Soltó un bufido y sacudió la cabeza.

– Odio a mis hermanas.

– Alexis, no digas eso, por favor.

– Pero es verdad. Nunca me dejan en paz.

– Aun así, te quieren muchísimo.

– ¿Puedo ayudarte a cambiar el neumático? -preguntó, observando la tarea a medias.

– Puedes mirar. ¿Por qué no te sientas ahí?

– ¿No puedo ayudarte?

– Puedes asumir el mando -propuse-. Puedes ser mi supervisor.

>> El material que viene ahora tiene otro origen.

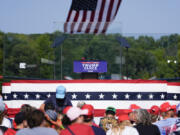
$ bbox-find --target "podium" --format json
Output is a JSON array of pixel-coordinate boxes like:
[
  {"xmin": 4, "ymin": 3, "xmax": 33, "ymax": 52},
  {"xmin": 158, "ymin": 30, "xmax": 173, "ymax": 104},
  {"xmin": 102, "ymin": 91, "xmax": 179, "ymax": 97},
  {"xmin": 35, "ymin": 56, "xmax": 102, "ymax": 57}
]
[{"xmin": 73, "ymin": 60, "xmax": 107, "ymax": 79}]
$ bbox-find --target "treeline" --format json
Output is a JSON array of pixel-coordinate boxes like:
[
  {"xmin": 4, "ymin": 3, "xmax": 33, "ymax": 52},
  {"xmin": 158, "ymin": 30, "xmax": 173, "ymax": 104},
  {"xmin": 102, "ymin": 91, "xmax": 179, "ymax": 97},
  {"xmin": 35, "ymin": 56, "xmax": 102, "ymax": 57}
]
[{"xmin": 0, "ymin": 32, "xmax": 180, "ymax": 79}]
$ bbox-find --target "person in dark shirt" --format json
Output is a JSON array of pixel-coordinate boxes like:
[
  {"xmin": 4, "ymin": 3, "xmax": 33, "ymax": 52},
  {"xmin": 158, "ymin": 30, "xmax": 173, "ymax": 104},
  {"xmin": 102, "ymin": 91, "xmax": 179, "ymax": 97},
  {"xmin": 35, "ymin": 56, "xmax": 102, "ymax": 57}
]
[
  {"xmin": 40, "ymin": 86, "xmax": 72, "ymax": 113},
  {"xmin": 134, "ymin": 109, "xmax": 160, "ymax": 135},
  {"xmin": 81, "ymin": 104, "xmax": 106, "ymax": 135},
  {"xmin": 60, "ymin": 107, "xmax": 94, "ymax": 135}
]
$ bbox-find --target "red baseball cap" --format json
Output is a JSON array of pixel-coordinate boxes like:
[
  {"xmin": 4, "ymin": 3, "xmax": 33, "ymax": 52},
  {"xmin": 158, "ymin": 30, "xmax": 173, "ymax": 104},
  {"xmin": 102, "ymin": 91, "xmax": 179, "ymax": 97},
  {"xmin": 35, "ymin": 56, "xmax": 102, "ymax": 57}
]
[
  {"xmin": 160, "ymin": 102, "xmax": 172, "ymax": 112},
  {"xmin": 118, "ymin": 114, "xmax": 129, "ymax": 122},
  {"xmin": 125, "ymin": 104, "xmax": 141, "ymax": 114},
  {"xmin": 81, "ymin": 104, "xmax": 94, "ymax": 116},
  {"xmin": 149, "ymin": 105, "xmax": 160, "ymax": 115},
  {"xmin": 62, "ymin": 106, "xmax": 72, "ymax": 114},
  {"xmin": 171, "ymin": 105, "xmax": 176, "ymax": 113}
]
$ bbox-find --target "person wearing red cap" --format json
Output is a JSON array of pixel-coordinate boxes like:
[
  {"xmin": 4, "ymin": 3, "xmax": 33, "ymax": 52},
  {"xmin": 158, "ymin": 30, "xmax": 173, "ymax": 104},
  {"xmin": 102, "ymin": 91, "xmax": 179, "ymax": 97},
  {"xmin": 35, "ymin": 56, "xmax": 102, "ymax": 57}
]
[
  {"xmin": 81, "ymin": 104, "xmax": 106, "ymax": 135},
  {"xmin": 127, "ymin": 104, "xmax": 141, "ymax": 125},
  {"xmin": 170, "ymin": 103, "xmax": 180, "ymax": 135},
  {"xmin": 106, "ymin": 114, "xmax": 139, "ymax": 135},
  {"xmin": 60, "ymin": 107, "xmax": 94, "ymax": 135},
  {"xmin": 155, "ymin": 102, "xmax": 177, "ymax": 135},
  {"xmin": 99, "ymin": 106, "xmax": 117, "ymax": 131},
  {"xmin": 149, "ymin": 105, "xmax": 160, "ymax": 123},
  {"xmin": 134, "ymin": 109, "xmax": 160, "ymax": 135}
]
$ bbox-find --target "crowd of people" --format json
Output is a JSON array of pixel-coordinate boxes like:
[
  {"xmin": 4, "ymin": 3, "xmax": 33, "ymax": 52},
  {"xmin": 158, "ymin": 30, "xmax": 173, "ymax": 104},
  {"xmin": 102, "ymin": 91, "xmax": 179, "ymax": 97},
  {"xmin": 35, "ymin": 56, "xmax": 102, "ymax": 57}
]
[{"xmin": 0, "ymin": 86, "xmax": 180, "ymax": 135}]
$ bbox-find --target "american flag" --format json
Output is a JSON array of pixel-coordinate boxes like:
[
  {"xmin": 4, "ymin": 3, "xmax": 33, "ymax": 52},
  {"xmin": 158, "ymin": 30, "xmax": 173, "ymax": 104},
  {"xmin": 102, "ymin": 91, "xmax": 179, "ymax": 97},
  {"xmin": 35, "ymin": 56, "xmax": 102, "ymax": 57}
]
[
  {"xmin": 64, "ymin": 0, "xmax": 121, "ymax": 34},
  {"xmin": 2, "ymin": 80, "xmax": 180, "ymax": 116}
]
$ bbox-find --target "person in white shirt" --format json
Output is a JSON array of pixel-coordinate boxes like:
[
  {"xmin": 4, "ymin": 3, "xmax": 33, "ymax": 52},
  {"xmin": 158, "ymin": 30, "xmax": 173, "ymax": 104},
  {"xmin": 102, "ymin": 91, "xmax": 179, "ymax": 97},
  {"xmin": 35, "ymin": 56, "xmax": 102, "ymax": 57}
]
[
  {"xmin": 106, "ymin": 115, "xmax": 139, "ymax": 135},
  {"xmin": 0, "ymin": 100, "xmax": 12, "ymax": 128}
]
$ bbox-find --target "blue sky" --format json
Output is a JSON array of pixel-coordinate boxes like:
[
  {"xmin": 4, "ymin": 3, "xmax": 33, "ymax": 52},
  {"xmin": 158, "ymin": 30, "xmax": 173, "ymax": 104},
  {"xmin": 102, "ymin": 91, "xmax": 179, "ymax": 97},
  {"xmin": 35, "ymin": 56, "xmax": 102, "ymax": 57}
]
[{"xmin": 0, "ymin": 0, "xmax": 180, "ymax": 34}]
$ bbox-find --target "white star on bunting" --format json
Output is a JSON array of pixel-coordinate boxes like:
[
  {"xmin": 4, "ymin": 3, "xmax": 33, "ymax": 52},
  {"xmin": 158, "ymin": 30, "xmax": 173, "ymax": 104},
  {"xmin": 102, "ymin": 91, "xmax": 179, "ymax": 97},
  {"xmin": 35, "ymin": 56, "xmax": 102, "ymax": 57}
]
[
  {"xmin": 4, "ymin": 95, "xmax": 7, "ymax": 99},
  {"xmin": 124, "ymin": 94, "xmax": 130, "ymax": 99},
  {"xmin": 112, "ymin": 93, "xmax": 118, "ymax": 99},
  {"xmin": 36, "ymin": 94, "xmax": 41, "ymax": 99},
  {"xmin": 24, "ymin": 93, "xmax": 29, "ymax": 99},
  {"xmin": 137, "ymin": 94, "xmax": 142, "ymax": 99},
  {"xmin": 149, "ymin": 94, "xmax": 154, "ymax": 99},
  {"xmin": 99, "ymin": 93, "xmax": 104, "ymax": 99},
  {"xmin": 47, "ymin": 93, "xmax": 51, "ymax": 98},
  {"xmin": 173, "ymin": 94, "xmax": 177, "ymax": 99},
  {"xmin": 13, "ymin": 93, "xmax": 17, "ymax": 98},
  {"xmin": 160, "ymin": 94, "xmax": 165, "ymax": 99},
  {"xmin": 71, "ymin": 93, "xmax": 77, "ymax": 99},
  {"xmin": 85, "ymin": 93, "xmax": 91, "ymax": 99}
]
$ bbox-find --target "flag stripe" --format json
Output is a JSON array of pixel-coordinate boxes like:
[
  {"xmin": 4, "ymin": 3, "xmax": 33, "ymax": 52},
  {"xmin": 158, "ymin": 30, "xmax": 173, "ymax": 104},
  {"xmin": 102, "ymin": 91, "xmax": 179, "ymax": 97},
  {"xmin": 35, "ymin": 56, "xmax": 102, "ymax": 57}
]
[
  {"xmin": 64, "ymin": 0, "xmax": 121, "ymax": 34},
  {"xmin": 71, "ymin": 11, "xmax": 80, "ymax": 33},
  {"xmin": 67, "ymin": 11, "xmax": 76, "ymax": 33},
  {"xmin": 110, "ymin": 0, "xmax": 121, "ymax": 20},
  {"xmin": 113, "ymin": 0, "xmax": 122, "ymax": 19},
  {"xmin": 85, "ymin": 11, "xmax": 95, "ymax": 33},
  {"xmin": 94, "ymin": 0, "xmax": 106, "ymax": 34},
  {"xmin": 73, "ymin": 10, "xmax": 84, "ymax": 33},
  {"xmin": 77, "ymin": 11, "xmax": 87, "ymax": 32}
]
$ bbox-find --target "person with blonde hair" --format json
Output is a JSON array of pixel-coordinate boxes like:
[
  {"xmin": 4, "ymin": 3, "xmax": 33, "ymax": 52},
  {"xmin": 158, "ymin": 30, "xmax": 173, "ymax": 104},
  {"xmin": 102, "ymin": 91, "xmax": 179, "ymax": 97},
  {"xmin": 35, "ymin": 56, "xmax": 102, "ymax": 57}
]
[
  {"xmin": 134, "ymin": 109, "xmax": 160, "ymax": 135},
  {"xmin": 106, "ymin": 114, "xmax": 139, "ymax": 135}
]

Asintió con la cabeza y se sentó en una roca que tenía detrás, para charlar conmigo mientras trabajaba. No parecía especialmente sorprendido de verme allí; ni siquiera me preguntó al respecto. Parecía tomarlo con naturalidad.

– Te has hecho sangre, Georgi -comentó señalando mi mano.

Bajé la vista y, en efecto, tenía un hilo de sangre coagulándose sobre los nudillos, donde me había rasguñado el gato.

– Ha sido culpa tuya -sonreí-. Me has sobresaltado.

– Y has dicho una palabrota.

– Así es -admití.

– Has dicho…

– Alexis -le advertí frunciendo el entrecejo.

Cogí la llave inglesa y continué trabajando; ansiaba hablar con él, pero preferí no hacerle preguntas demasiado deprisa, no fuera a volver corriendo al interior para anunciar a los demás mi presencia.

– Y tu familia… -me aventuré por fin-. ¿Están todos en la casa?

– Están arriba. Mi padre está escribiendo cartas. Olga está leyendo alguna estúpida novela. Mi madre les está dando clases a mis otras hermanas.

– ¿Y tú? ¿Por qué no estás tú también en clase?

– Yo soy el zarévich -contestó encogiéndose de hombros-. He elegido no participar.

Le sonreí y asentí, compadeciéndolo. Ni siquiera comprendía que ya no era zarévich, que era simplemente Alexis Nikoláievich Romanov, un niño con tan poco dinero o tan poca influencia como yo.